Belle et énergique prestation d’Olivier Saladin qui, tel un caméléon, se fond dans les différents personnages qui peuplent cette épopée (in?)hospitalière de Daniel Pennac. Une posture, une intonation, une démarche, une expression du visage… inutile de changer de costume ici pour changer de corps. Cela est d’autant plus remarquable que l’acteur ne se contente pas d’un « monologue gesticulatoire » – c’est ainsi que Pennac nomme sa nouvelle – mais donne vie à des dialogues entre deux, trois, quatre interlocuteurs et plus, tout cela en rendant tout à fait lisibles et compréhensibles lesdits dialogues et leur contexte.
Jamais l’acteur ne nous perd dans cette galerie de personnages alors qu’il nous la fait traverser à vive allure, tambour battant, aussi bien physiquement que verbalement. Peu de pauses en effet dans les tribulations du jeune médecin que Gérard Galvan (Olivier Saladin) – le jeune médecin devenu « vieux » – rappelle d’entre ses souvenirs à l’occasion de l’anniversaire d’un événement ayant marqué sa carrière. On se demande bien où Saladin prend le temps de respirer entre ses flots de parole et ses courses échevelées. Sans se départir de son expressivité et des nuances imposées par le texte, il mouille la chemise, comme on dit, mais qu’au sens figuré semble-t-il tant son aisance est patente et le souffle jamais court. Cette générosité fait plaisir à voir et est d’autant plus communicative que le comique se mêle joyeusement à l’épique.
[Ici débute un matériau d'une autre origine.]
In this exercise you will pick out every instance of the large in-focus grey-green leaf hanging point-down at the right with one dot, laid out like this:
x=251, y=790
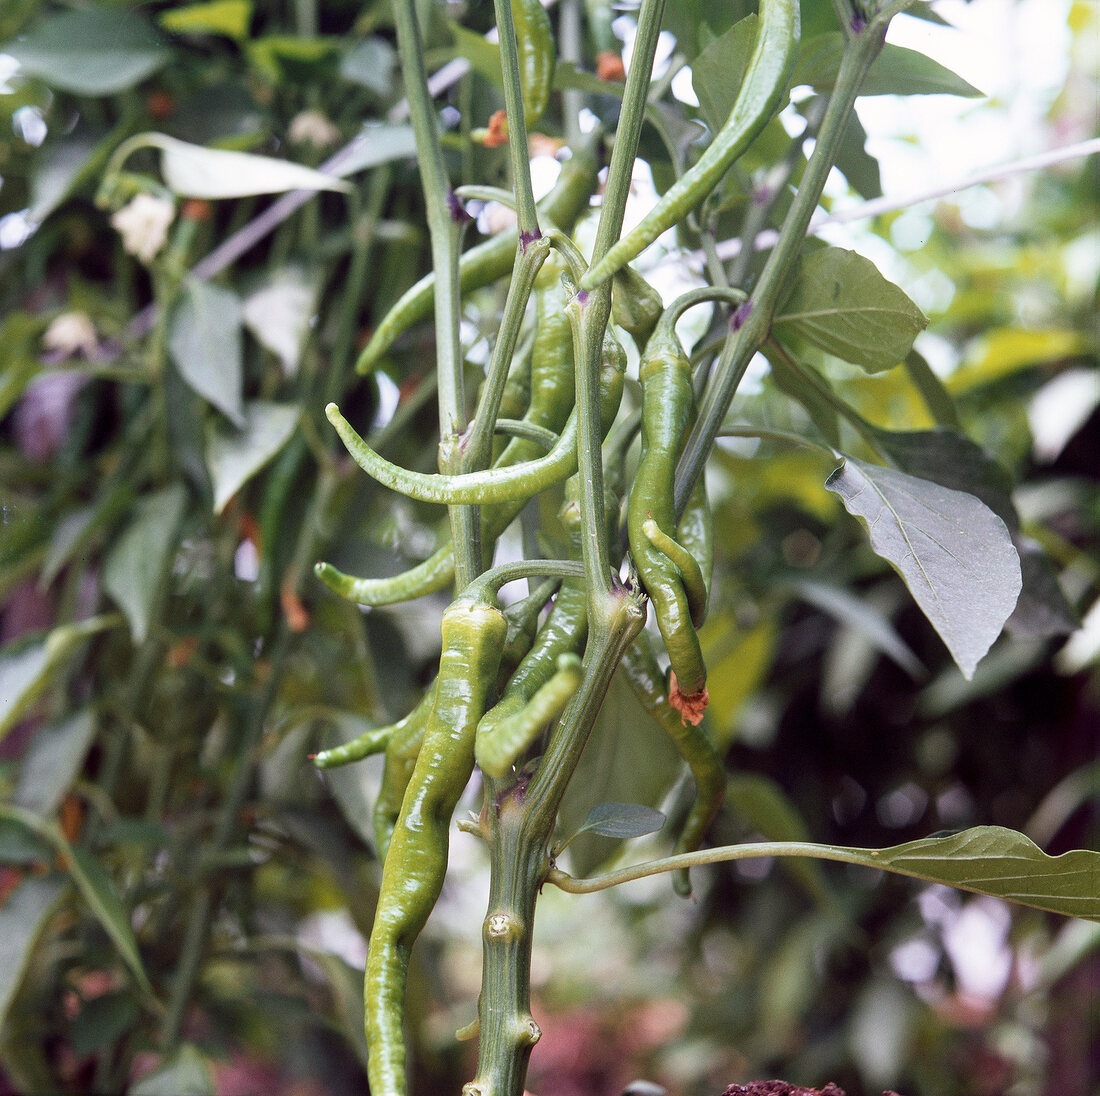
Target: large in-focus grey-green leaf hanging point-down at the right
x=955, y=555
Comique de situation, de geste, de caractère, de mots, tout y passe et donne le ton de la pièce. Si l’humour puise souvent dans le scatologique et le morbide, Olivier Saladin en reste au poétique : la prose de Pennac surprend souvent qui dépeint la maladie dans toute sa violence avec des images et métaphores délicates, délicatesse que Saladin manifeste aussi. L’écriture de Pennac comme le jeu du comédien s’en tiennent cependant trop souvent aux bons sentiments ; une dose plus grande d’acidité et de noirceur n’aurait sans doute pas fait de mal – paradoxalement –. On sourit en effet plus qu’on ne rit franchement devant ce spectacle divertissant mais en manque de mordant.
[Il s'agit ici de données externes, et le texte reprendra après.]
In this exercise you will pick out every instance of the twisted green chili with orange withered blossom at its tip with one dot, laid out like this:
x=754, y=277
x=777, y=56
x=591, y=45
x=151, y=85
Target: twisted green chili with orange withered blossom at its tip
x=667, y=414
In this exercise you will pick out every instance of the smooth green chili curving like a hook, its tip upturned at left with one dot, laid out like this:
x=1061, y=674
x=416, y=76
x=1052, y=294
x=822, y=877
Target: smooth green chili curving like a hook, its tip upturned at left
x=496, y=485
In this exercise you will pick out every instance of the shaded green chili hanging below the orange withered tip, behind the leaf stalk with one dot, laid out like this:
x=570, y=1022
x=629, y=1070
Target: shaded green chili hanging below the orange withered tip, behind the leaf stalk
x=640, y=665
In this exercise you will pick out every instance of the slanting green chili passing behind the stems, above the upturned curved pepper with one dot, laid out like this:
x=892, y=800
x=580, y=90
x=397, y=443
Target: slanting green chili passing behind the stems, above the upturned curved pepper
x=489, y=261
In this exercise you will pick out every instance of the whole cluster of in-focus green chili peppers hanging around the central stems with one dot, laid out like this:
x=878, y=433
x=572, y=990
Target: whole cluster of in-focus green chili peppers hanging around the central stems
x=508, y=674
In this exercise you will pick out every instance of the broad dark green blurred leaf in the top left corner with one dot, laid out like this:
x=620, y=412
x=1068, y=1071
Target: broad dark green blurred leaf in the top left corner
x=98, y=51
La scénographie de Benjamin Guillard est, quant à elle, très ingénieuse et aussi simple qu’efficace : une table, quelques chaises, des praticables roulants (dont un très surprenant – n’en disons pas plus) suffisent à tout dire et à tout faire sans jamais donner l’impression de trucs et astuces à bon marché, faits de bric et de broc. Alors que la scène est nue ou presque, on est embarqué par l’élan de l’acteur et avec lui, on déambule à travers couloirs, salles d’attente et chambres de cet hôpital où tout s’est joué pour le jeune Galvan. On touche ici à la magie du théâtre à laquelle certains metteurs en scène ne rendent pas suffisamment hommage, celle qui n’a d’autre besoin que l’imagination pour faire naître le réel.
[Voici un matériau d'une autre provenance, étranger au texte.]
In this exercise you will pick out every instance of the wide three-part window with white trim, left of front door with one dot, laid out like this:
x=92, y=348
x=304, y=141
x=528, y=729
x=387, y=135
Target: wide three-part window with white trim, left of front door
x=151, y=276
Olivier Saladin est sur scène un médecin qui met de bonne humeur, ce qui n’est pas rien, et c’est pourquoi Ancien malade des hôpitaux de Paris est un spectacle « sympathique » dans tous les sens du terme, fussent-ils contradictoires : on souffre avec bien des personnages, on compatit, mais le plaisir est bien là et le tout est tout de même bien agréable.